A stock is considered to have moved from one stage to the next, after an advance between its proper entry area and the beginning of its next consolidation. The average distance between bases is typically found to be around 20%.
Importance Of Counting Base Stages
Most leading growth stocks will typically form two or three stages during an uptrend before starting to lose momentum and needing to take a breather.
When a stock breaks out of an early-stage base, have the confidence to be aggressive. This is the moment you will want to maximize position sizing based on your strategies.
Early in the cycle, have patience to allow the uptrend to unfold and hold onto your position longer.
Breakouts from, third or fourth-stage bases and beyond can be successful however, they come with added risk. When entering a new position at a later-stage base breakout, decrease your position sizing and be quicker to take profits.

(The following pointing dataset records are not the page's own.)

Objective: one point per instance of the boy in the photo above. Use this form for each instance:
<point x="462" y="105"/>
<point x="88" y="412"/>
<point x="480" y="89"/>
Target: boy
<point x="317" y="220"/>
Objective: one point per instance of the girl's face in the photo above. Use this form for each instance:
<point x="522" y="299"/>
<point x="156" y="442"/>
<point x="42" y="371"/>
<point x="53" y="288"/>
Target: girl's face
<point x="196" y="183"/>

The odds that a leading stock’s breakout fails, goes up considerably in third-stage bases or later.


Frequently Asked Questions (FAQ)
Why is it important to spot late stage bases?
The later the base stage, the higher the risk of failure, and the pressure to continue to rally increases. This is due to a higher probability of institutions selling and taking profits after a large advance without any major correction.
The later the base, the more widely owned it is already for investors which means a lack of buyers.
What is considered a “late” stage base?
A later stage base would be considered the third stage or later. Just because it is a later-stage base doesn’t mean that it will fail, but the risk of failure goes up exponentially. At Traderlion, we are more likely to cut a loss much faster if a stock doesn’t gain traction out of a later-stage base.
When does the base count reset?
If the price of the stock drops below the lowest point of the preceding base, the base count resets back to stage one. This is why corrections are good as most stocks reset their base counts and we see a flood of fresh new opportunities.
What time frame do you use to count base stages?
We take a look at the weekly chart. Proper bases are formed over weeks, not days.